La France n’a jamais véritablement réglé les rapports entre la politique et l’argent. Elle traîne comme un boulet des poncifs voulant que tous les élus s’en mettent plein les poches et ne méritent absolument pas la confiance que leur accordent les citoyennes et les citoyens. Il y a chez nous une survivance de l’époque de la noblesse et du clergé voulant que les revenus soient la conséquence d’une charge obtenue du pouvoir. Il est vrai que les " affaires " ont, sous tous les régimes, contribué à forger des certitudes populaires dont il est parfois difficile de se débarrasser. Impossible de persuader l’opinion publique que pour un comportement condamnable il en existe des dizaines de milliers d’autres qui ne prêtent à aucune suspicion. La sincérité n’est plus un gage d’honnêteté. La transparence n’apparaît plus comme une preuve de démocratie. Il faut sans cesse être aux aguets et se préparer à se justifier ou pour éviter de tomber dans un traquenard possible. Le seul véritable problème c’est l’échelle des constats car pour bien des gens il n’y a pas de différence entre les divers niveaux d’exercice du pouvoir. Ils accablent autant l’élu de base que le Ministre ou le Chef de l’Etat !
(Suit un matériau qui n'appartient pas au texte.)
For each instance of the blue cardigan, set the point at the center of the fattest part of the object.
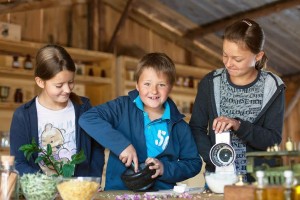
(24, 128)
(119, 123)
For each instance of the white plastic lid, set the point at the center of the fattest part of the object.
(288, 173)
(260, 174)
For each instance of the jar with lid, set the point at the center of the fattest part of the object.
(18, 96)
(9, 179)
(27, 62)
(16, 63)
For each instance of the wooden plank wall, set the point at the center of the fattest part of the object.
(67, 25)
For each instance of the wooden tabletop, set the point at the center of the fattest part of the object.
(123, 194)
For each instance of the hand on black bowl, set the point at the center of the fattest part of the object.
(139, 181)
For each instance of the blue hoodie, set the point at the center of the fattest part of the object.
(24, 128)
(119, 123)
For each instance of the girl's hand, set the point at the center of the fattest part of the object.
(128, 156)
(158, 166)
(223, 123)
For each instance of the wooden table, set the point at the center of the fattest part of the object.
(114, 194)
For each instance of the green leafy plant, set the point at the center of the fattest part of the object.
(62, 168)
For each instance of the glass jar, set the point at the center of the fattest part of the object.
(18, 96)
(28, 63)
(9, 185)
(16, 63)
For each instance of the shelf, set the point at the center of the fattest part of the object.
(13, 73)
(98, 89)
(9, 105)
(273, 153)
(92, 80)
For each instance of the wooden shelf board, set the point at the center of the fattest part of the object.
(92, 80)
(13, 72)
(9, 105)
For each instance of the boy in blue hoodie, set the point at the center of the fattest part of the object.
(145, 126)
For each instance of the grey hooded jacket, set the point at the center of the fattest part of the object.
(264, 132)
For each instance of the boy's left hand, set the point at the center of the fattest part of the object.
(158, 166)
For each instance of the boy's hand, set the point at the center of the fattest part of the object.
(158, 166)
(128, 156)
(222, 123)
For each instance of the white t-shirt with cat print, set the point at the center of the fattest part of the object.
(57, 128)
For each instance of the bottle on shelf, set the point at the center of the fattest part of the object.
(28, 63)
(288, 184)
(9, 179)
(91, 72)
(103, 73)
(260, 192)
(296, 190)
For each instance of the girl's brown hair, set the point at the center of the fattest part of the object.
(52, 59)
(249, 33)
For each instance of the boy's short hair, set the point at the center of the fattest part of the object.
(160, 62)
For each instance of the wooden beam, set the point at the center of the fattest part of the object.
(265, 10)
(213, 58)
(293, 103)
(119, 25)
(26, 5)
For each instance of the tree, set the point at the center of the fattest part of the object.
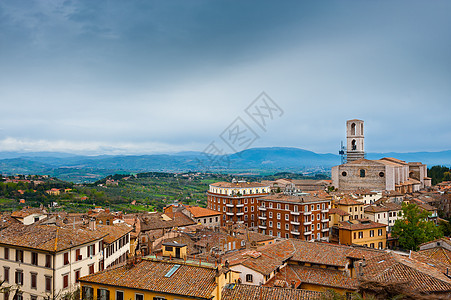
(414, 228)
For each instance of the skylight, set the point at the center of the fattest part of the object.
(172, 271)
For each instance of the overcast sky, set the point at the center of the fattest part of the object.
(130, 77)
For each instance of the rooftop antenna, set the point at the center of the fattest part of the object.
(342, 153)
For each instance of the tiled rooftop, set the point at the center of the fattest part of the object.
(394, 268)
(238, 184)
(252, 292)
(187, 280)
(314, 275)
(47, 237)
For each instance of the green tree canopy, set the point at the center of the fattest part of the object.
(414, 228)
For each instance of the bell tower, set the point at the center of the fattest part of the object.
(354, 140)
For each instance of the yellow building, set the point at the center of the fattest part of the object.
(353, 207)
(174, 250)
(363, 232)
(151, 279)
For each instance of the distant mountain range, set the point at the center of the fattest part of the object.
(78, 168)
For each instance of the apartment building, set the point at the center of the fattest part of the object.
(158, 280)
(237, 200)
(385, 213)
(301, 216)
(46, 261)
(362, 232)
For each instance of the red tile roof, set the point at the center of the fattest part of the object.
(149, 275)
(252, 292)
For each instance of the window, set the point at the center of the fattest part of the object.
(77, 275)
(18, 296)
(19, 277)
(48, 285)
(34, 258)
(19, 255)
(65, 281)
(48, 260)
(6, 274)
(91, 250)
(103, 294)
(139, 297)
(34, 279)
(119, 295)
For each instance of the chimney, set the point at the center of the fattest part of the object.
(92, 224)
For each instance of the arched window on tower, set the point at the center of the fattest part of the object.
(362, 173)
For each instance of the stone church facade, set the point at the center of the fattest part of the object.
(383, 174)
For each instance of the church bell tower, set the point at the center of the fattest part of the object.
(354, 140)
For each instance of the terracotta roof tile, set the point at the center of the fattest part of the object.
(187, 280)
(252, 292)
(394, 268)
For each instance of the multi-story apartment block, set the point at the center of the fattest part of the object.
(238, 201)
(301, 216)
(46, 261)
(385, 213)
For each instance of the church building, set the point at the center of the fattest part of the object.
(387, 173)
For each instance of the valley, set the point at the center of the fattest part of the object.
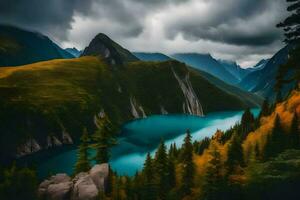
(160, 100)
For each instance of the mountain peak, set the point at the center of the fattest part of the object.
(113, 53)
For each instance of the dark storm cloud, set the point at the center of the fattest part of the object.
(51, 16)
(235, 29)
(237, 22)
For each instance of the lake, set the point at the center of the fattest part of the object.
(141, 136)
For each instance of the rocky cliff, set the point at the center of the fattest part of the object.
(84, 186)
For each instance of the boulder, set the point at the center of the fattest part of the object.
(99, 174)
(58, 187)
(60, 191)
(84, 188)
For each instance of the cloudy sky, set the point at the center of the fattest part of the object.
(241, 30)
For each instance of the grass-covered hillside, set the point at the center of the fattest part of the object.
(20, 47)
(44, 98)
(259, 158)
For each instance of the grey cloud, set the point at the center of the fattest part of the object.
(52, 17)
(244, 22)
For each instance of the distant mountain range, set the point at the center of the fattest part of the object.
(151, 56)
(66, 97)
(112, 52)
(19, 47)
(262, 80)
(207, 63)
(236, 70)
(75, 52)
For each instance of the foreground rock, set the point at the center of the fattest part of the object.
(85, 185)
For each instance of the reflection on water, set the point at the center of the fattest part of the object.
(141, 136)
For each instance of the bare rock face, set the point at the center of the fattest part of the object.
(30, 146)
(192, 104)
(99, 174)
(85, 185)
(113, 53)
(58, 187)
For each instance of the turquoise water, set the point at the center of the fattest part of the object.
(141, 136)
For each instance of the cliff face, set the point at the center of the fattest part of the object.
(192, 104)
(84, 186)
(63, 96)
(112, 52)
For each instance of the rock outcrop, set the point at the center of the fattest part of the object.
(112, 52)
(58, 187)
(137, 111)
(84, 186)
(30, 146)
(192, 104)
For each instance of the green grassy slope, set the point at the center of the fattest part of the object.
(20, 47)
(42, 98)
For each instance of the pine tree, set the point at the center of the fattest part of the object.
(171, 173)
(128, 188)
(235, 155)
(257, 152)
(268, 150)
(214, 180)
(278, 136)
(265, 109)
(103, 138)
(161, 170)
(276, 141)
(294, 134)
(247, 123)
(279, 97)
(149, 189)
(188, 168)
(82, 164)
(291, 25)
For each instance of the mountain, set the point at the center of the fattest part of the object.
(234, 69)
(56, 98)
(207, 63)
(19, 47)
(75, 52)
(230, 89)
(112, 52)
(260, 65)
(151, 56)
(262, 81)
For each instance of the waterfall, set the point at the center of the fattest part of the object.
(192, 104)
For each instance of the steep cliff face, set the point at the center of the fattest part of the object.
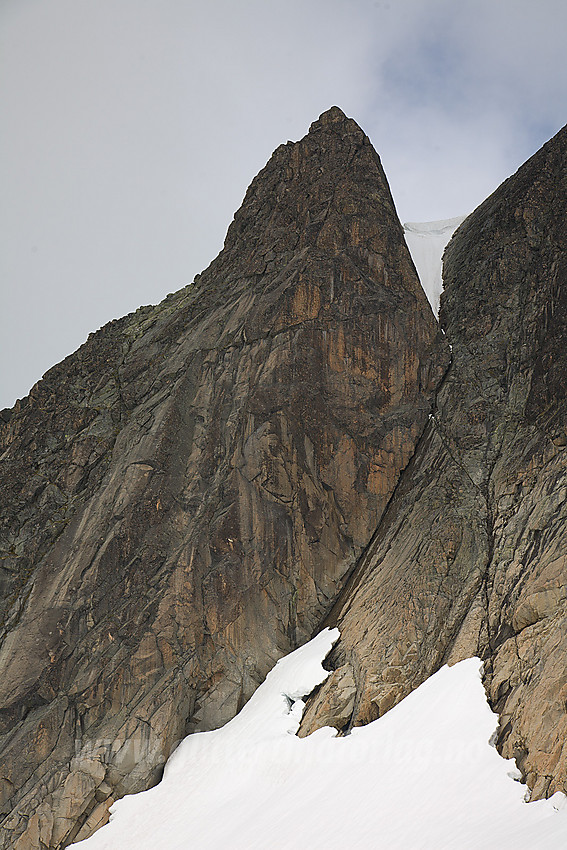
(470, 555)
(184, 496)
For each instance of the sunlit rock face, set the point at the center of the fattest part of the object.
(183, 497)
(470, 556)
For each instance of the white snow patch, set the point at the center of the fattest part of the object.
(423, 776)
(426, 242)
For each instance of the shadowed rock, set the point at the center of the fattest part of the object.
(183, 497)
(470, 555)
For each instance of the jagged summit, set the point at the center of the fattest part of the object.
(182, 498)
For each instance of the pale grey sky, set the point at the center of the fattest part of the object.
(131, 129)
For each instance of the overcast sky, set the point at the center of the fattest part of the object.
(132, 128)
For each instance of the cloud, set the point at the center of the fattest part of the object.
(134, 128)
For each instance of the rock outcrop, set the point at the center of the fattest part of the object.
(184, 497)
(470, 557)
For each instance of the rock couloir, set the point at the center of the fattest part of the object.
(471, 555)
(184, 497)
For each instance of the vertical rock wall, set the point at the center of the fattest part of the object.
(470, 555)
(184, 496)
Que dirait-on si un maire rural décidait par exemple d’augmenter son indemnité de fonction de… 140 % ? Il serait vite accusé de mégalomanie ou mieux d’être un pilleur des deniers publics. Il circule tellement de contre-vérités sur ce que les journalistes appellent de manière inappropriée les " salaires " des élus alors qu’il ne s’agit pour l’immense majorité d’entre eux que d’une compensation des dizaines d’heures qu’ils passent, parfois jour et nuit, au service des autres. Et, plus encore, il faudrait absolument mettre à coté les avantages en nature de certain(e)s par rapport à d’autres.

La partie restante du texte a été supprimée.